High‐resolution ultrasound (US) is recommended for all patients with known or suspected thyroid nodules.1 This assesses the risk of malignancy by evaluating nodule size, number and parenchymal characteristics such as echogenicity, calcifications, internal vascularity, margins and the presence of associated cervical lymphadenopathy.1 Furthermore, US‐measured nodule size (US size, USS) plays a critical role in selecting patients for further evaluation with fine needle aspiration (FNA) and surgical decision‐making.

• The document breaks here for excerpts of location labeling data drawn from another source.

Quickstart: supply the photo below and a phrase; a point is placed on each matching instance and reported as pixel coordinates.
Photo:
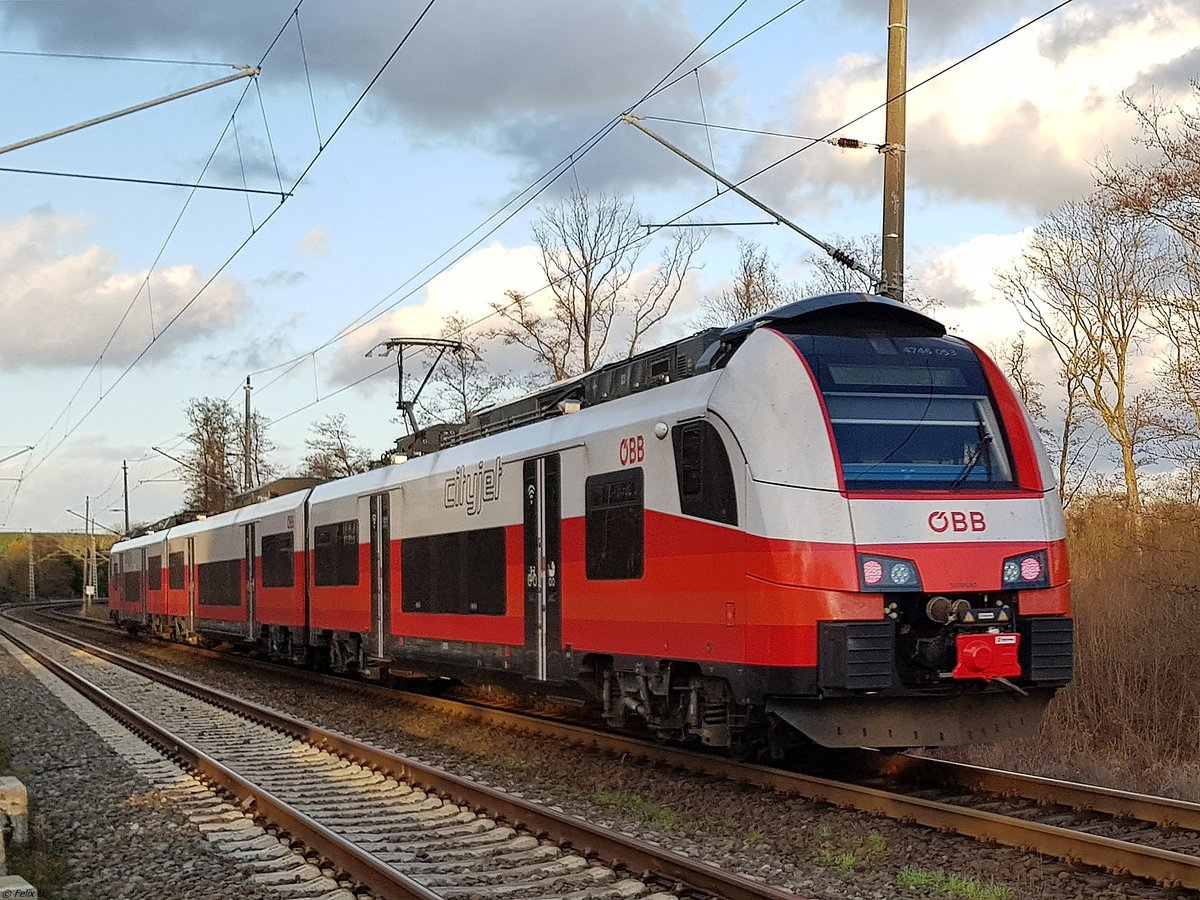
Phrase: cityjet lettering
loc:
(958, 522)
(473, 486)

Current American Thyroid Association (ATA) guidelines give strong recommendations for routine FNA in nodules >10 mm if classed as high or intermediate risk on imaging. FNA of lesions >15 mm is recommended for nodules with low risk features on imaging (weak recommendation, based on low‐quality evidence). In solitary nodules between 1 and 4 cm (on US) without extra‐thyroidal extension or evidence of lymph node metastases, patients may undergo either lobectomy or total thyroidectomy depending on patient preference, pre‐operative pathology and need for radioactive iodine treatment. However, it is the histopathological size in malignant nodules that determines the final cancer staging.1
There are limited data comparing USS and pathological size (PS), and these studies have not analysed their systematic differences.3 The primary objective of this study was to uncover the lack of agreement (bias) between USS and PS measurements using a method comparison study. The secondary aim was to assess nodules with USS <10 mm, as size discrepancies may alter management decisions.